Was?! Red Dead Redemption 2 ist ab morgen draußen! Vielleicht hat’s der Saturn ja schon heute Abend!? Preis? Egal!!!
So viel zum üblichen Gedankengang der meisten Gamer wie mir am vergangenen Donnerstag. Mein Name ist Jörg und ich möchte heute in unserer kleinen Selbsthilfegruppe über die Gründe für den Verrat meiner Prinzipien sprechen.
Da wäre zum einen die atemberaubende Optik der Amerikanischen Pionierzeit. Schneeverwehte Winterlandschaften, schroffe Bergwelten, malerische Ebenen und die unwirtliche Wüste. Hier wird einiges geboten. Dazwischen noch kleine Dörfer und Städte, die man in dieser Detailverliebtheit vermutlich selten digital bewundern durfte.
In dieser offenen Spielwelt ist man im Gegensatz zum Vorgänger nicht alleine auf geheimer Mission unterwegs sondern als Teil einer Bande von Outlaws. Rockstar, die Macher von Red Dead Redemption 2, haben sich hier viel Mühe gegeben, damit diese Gang nicht nur bewaffnete NPCs für diverse Zug-, Kutsch- und Banküberfälle sind, sondern auch eine familiäre Gemeinschaft. Geht man durch das Lager der Gang kann man so unglaublich viele individuelle Dialoge hören und führen, dass man fast schon glauben will die gesamten 8 Jahre Entwicklung sind nur in das Storytelling geflossen.

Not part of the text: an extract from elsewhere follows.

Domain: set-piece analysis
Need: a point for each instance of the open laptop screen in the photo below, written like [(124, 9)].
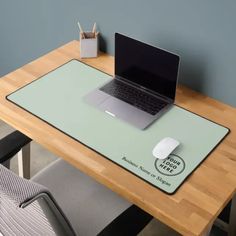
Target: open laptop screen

Dieses beinhaltet auch eine zentrale Hauptstory will aber als umfassendes Gesamtwerk gesehen werden. Überall passiert etwas und die Umgebung reagiert darauf. Hatte man eine Barschlägerei, wird im Dorf darüber geredet, hilft man einem Fremden am Wegesrand aus einer Notlage, trifft man diese Person vielleicht später wieder in einer Stadt und es hat Auswirkungen in der Handlung. Auch das eigene Auftreten, ob in zerschlissenen Klamotten, blutbeschmiert oder nur dreckig, ruft verschiedene Reaktionen hervor.
Achtsamkeit statt Burnout im Wilden Westen
Es ist durchaus Absicht des Spiels einem dabei kleine Dinge auf die To Do Liste zu schreiben. Und wenn man in der Outlaw Gemeinschaft auch nur dem Nachwuchs beibringt zu Angeln. Klingt belanglos, hat aber große Wirkung.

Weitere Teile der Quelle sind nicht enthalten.